California E-Commerce Tax Fight Heats Up

The California legislature could take a decisive vote on taxing out-of-state e-commerce retailers in the next couple of weeks.

This could be the next chapter in a tough battle of wills between a state legislature scrambling for revenue and out-of-state e-commerce retailers seeking to preserve their exemption from collecting sales tax.

The latest round started on Aug. 25, when, in a detailed legal action, the California Senate Appropriations Committee approved a bill, AB155, which demanded out-of-state retailers collect sales tax. It also repealed a recently passed law, ABX1 28, which also demanded out-of-state retailers collect taxes. However, ABX1 28 was the target of a campaign to repeal the law, which was supported by prominent Seattle-based e-commerce retailer Amazon.com.

A spokesperson for the referendum campaign said that there are no plans to shut it down. “We’re confident we’ll collect more than enough signatures to qualify the referendum for the June 2012 ballot,” said Ned Wigglesworth, who manages ballot campaigns for the company Goddard Claussen West.

AB155 might come up for vote on the floor of the state Senate anytime from Aug. 31 to Sept. 9, when the current legislative session ends. AB155 also includes an amendment to increase the small-business exemption in the collection of e-commerce sales taxes. In a previous law, only business with annual sales of less than $500,000 were exempt. In AB155, small businesses with annual sales of $1 million or less are exempted from collecting sales tax.

AB155 is required to get two-thirds approval from the California Assembly and Senate before it can be signed into law by the governor. It will need at least two Republican votes in each voting body.

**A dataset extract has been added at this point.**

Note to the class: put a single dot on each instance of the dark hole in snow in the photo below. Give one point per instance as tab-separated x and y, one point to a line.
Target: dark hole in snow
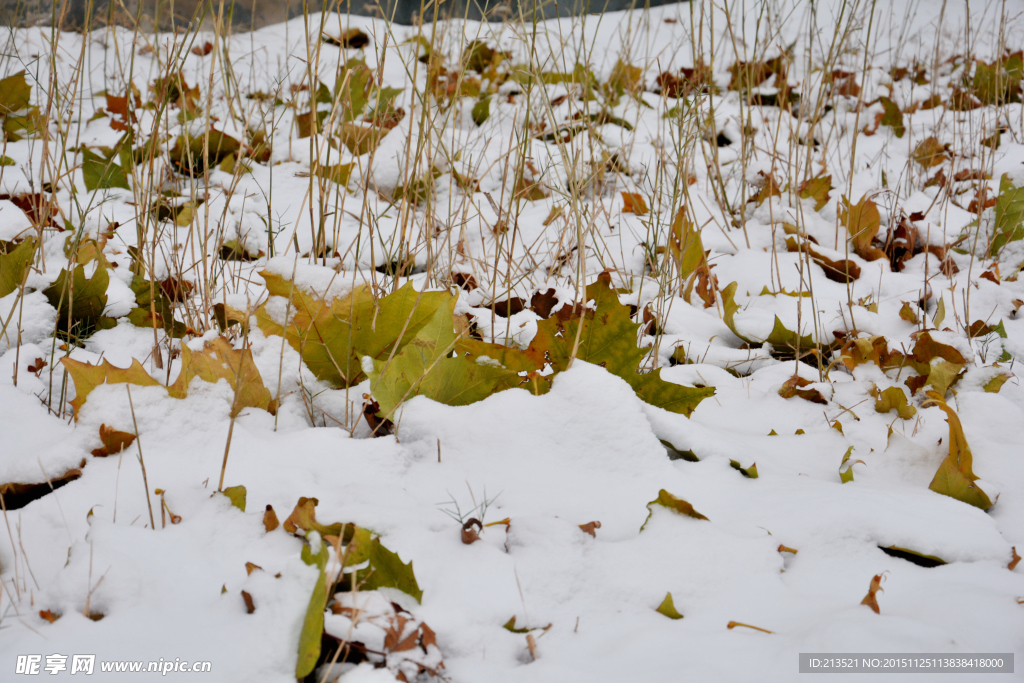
16	496
920	560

This might be tough to do because Republicans nationwide have adamantly vowed to not raise taxes this political season.

But the bill stands a chance of passing because the measure is popular with bricks-and-mortar retailers, said Scott Hauge, president of advocacy group Small-Business California. “I have not found too many who say that they don’t like this,” Hauge said. “[Bricks-and-mortar retailers] obviously want a level playing field.”

Before ABX1 28 was approved, out-of-state e-commerce companies did not collect sales tax. It was part of a loophole that was instituted in the early days of e-commerce, when online retailing was a struggling industry. California law demands that consumers pay tax for the items they purchase from an out-of-state e-commerce retailer.

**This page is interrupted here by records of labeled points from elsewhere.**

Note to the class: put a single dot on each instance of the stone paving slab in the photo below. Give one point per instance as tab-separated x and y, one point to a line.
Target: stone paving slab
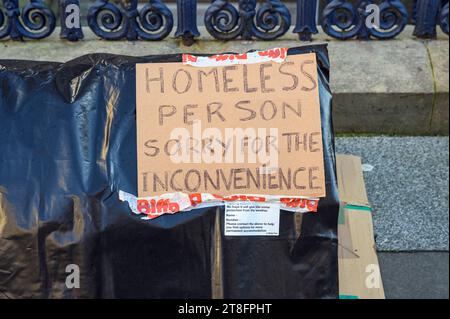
407	188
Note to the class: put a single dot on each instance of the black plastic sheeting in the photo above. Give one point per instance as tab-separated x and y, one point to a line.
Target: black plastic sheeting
68	145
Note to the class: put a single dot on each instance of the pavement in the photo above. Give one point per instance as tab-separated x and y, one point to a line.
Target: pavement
407	181
420	275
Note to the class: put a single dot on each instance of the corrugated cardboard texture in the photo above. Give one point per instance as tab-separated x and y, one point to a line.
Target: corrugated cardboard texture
359	275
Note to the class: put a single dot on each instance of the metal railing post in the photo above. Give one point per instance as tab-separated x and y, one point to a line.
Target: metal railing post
187	21
69	12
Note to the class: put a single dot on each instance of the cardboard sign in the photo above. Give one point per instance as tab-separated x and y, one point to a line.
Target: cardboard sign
232	129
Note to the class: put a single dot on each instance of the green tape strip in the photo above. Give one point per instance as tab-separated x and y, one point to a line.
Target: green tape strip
357	207
348	297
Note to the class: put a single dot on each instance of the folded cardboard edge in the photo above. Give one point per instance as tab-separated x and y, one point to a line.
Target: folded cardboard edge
359	275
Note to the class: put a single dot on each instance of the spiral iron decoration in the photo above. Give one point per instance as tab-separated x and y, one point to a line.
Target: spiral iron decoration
153	21
267	22
443	18
343	20
34	21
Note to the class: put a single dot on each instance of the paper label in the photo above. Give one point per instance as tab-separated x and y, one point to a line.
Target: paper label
276	55
252	219
153	207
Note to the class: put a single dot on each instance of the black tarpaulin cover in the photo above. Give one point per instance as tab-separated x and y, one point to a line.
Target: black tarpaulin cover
68	145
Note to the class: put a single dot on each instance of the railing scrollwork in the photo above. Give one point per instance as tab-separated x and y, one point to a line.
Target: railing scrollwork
224	19
153	21
268	21
34	21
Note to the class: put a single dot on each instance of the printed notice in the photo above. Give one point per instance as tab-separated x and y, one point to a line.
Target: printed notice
252	219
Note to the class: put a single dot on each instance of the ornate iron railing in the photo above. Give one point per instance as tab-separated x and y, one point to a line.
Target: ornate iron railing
224	19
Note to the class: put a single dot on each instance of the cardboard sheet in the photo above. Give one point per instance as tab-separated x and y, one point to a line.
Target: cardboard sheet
359	272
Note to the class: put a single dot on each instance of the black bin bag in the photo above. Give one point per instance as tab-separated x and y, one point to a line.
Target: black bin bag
68	145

When ABX1 28 was approved in June, Amazon.com and other e-commerce retailers cut ties with California affiliates and publishers of websites that post advertisements and coupons for e-tailers on their websites. Affiliate ties will be restored when the law is repealed, said Rebecca Madigan, executive director of Performance Marketing Association, a trade group for affiliates. “When ABX1 28 passed, 25,000 small businesses in California had their incomes devastated,” she said in a statement.

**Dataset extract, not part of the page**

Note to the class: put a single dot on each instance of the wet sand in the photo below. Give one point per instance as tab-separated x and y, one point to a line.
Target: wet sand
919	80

According to published reports, Amazon offered to build at least two distribution centers in California and hire thousands of workers in exchange for Sacramento politicians dropping efforts to force the ecommerce giant to collect sales taxes. The Sacramento Bee reported that Gov. Jerry Brown thought Amazon’s offer was bad. “Look, we need more revenues unless we’re going keep curbing schools, courts, corrections,” Brown told the paper.